Section 14. Judicial review of orders. A person aggrieved by a final order of the state auditor may obtain judicial review of the order as provided in Title 2, chapter 4, part 7.
Section 15. Civil liabilities -- limitations on actions. (1) A person who offers or sells a living trust in violation of [section 4] or offers or sells a living trust by means of fraud or misrepresentation is liable to the person buying the living trust, who may sue either at law or in equity to recover the consideration paid for the living trust, together with interest, at 10% a year from the date of payment, costs, and reasonable attorney fees.
(2) A person who directly or indirectly controls an offeror or seller who is liable under subsection (1) or a partner, officer, director, associate, or employee of the offeror or seller who participates or materially aids in the offer or sale is liable jointly and severally with the offeror or seller if the nonseller knew or in the exercise of reasonable care should have known of the violation. Contribution may be required among liable persons.
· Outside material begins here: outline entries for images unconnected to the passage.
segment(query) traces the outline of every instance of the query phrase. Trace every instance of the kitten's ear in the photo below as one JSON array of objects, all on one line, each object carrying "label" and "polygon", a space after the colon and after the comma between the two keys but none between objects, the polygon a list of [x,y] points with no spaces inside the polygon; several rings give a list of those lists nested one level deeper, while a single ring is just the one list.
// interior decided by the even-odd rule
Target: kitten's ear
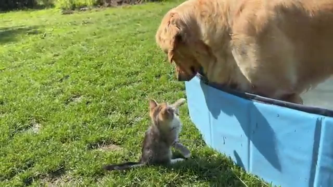
[{"label": "kitten's ear", "polygon": [[149,99],[149,110],[151,111],[157,106],[158,103],[156,101],[151,99]]}]

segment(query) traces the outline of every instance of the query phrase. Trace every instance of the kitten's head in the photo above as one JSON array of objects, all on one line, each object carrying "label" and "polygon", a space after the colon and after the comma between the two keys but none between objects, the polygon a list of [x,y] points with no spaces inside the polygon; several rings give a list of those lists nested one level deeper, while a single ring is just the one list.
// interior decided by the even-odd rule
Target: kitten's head
[{"label": "kitten's head", "polygon": [[182,98],[168,104],[166,102],[159,103],[154,99],[150,99],[149,115],[153,124],[160,129],[166,130],[172,129],[174,126],[180,124],[179,107],[185,100]]}]

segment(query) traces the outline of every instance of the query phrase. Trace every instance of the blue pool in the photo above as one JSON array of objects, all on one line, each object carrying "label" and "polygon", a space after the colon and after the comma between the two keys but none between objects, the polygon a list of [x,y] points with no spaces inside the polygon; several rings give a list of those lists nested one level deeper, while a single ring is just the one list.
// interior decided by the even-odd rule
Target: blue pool
[{"label": "blue pool", "polygon": [[208,145],[274,185],[333,186],[333,111],[217,88],[198,74],[185,85]]}]

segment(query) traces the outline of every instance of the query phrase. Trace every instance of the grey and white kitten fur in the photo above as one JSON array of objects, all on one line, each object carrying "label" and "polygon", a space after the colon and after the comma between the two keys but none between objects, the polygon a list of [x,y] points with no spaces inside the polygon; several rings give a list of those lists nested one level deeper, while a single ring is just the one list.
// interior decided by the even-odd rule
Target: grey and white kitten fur
[{"label": "grey and white kitten fur", "polygon": [[146,132],[140,160],[107,165],[103,167],[104,169],[123,170],[145,165],[172,164],[184,160],[182,158],[172,158],[172,146],[180,151],[185,158],[189,158],[189,150],[178,139],[182,125],[179,119],[179,107],[185,100],[182,98],[169,105],[166,103],[159,104],[155,100],[150,99],[149,114],[152,122]]}]

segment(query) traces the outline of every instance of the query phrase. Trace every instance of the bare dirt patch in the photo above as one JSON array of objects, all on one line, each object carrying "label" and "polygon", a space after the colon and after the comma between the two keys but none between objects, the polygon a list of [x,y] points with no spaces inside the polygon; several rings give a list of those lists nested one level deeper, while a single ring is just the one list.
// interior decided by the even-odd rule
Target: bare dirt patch
[{"label": "bare dirt patch", "polygon": [[100,148],[99,149],[101,151],[121,151],[123,150],[123,148],[119,145],[115,145],[114,144],[109,144],[109,145],[105,145]]}]

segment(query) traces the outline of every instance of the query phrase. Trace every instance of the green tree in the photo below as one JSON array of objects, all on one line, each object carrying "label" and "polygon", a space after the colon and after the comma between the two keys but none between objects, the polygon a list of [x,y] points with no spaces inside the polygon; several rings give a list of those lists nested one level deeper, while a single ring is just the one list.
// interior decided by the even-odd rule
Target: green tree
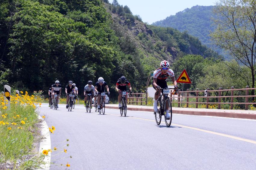
[{"label": "green tree", "polygon": [[[239,66],[243,65],[250,69],[251,83],[248,85],[254,88],[256,78],[256,1],[221,0],[217,5],[214,12],[217,16],[214,20],[217,28],[211,37],[217,45],[229,52]],[[233,68],[228,64],[227,66]],[[247,82],[251,82],[243,74],[237,75]],[[254,95],[254,90],[251,90],[251,94]]]}]

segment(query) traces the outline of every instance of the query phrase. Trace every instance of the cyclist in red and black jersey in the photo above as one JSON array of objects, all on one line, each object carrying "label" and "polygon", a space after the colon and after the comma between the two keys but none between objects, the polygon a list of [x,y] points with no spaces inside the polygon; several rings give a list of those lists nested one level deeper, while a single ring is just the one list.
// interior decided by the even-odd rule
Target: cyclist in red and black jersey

(3) A person who has made or engaged in the performance of a contract in violation of any provision of [sections 1 through 15] or any rule or order adopted or issued pursuant to [sections 1 through 15] or who has acquired any purported right under the contract with knowledge of the violation may not base any suit on the contract. Any condition, stipulation, or provision binding a person acquiring a living trust to waive compliance with any provision of [sections 1 through 15] or any rule or order adopted pursuant to [sections 1 through 15] is void as against public policy and the public interest.
(4) (a) Except as provided in subsection (4)(b), an action may not be maintained under this section to enforce any liability founded on a violation of [section 4], fraud, or misrepresentation unless it is brought within 2 years after discovery of the violation or after the time the discovery should have been made by the exercise of reasonable diligence.
(b) An action may not be maintained under this section to enforce any liability unless it is brought within 5 years after the transaction on which the action is based.
Section 16. Report to legislature. The state auditor shall, as provided in 5-11-210, report to the 1999 regular session of the legislature on the implementation of [sections 1 through 15]. The report must include a detailed record of the types of complaints received, a summary of any fines imposed and received, and any other actions taken to enforce compliance with [sections 1 through 15].
Section 17. Codification instruction. [Sections 1 through 15] are intended to be codified as an integral part of Title 30, and the provisions of Title 30 apply to [sections 1 through 15].
Section 18. Termination. [This act] terminates October 1, 1999.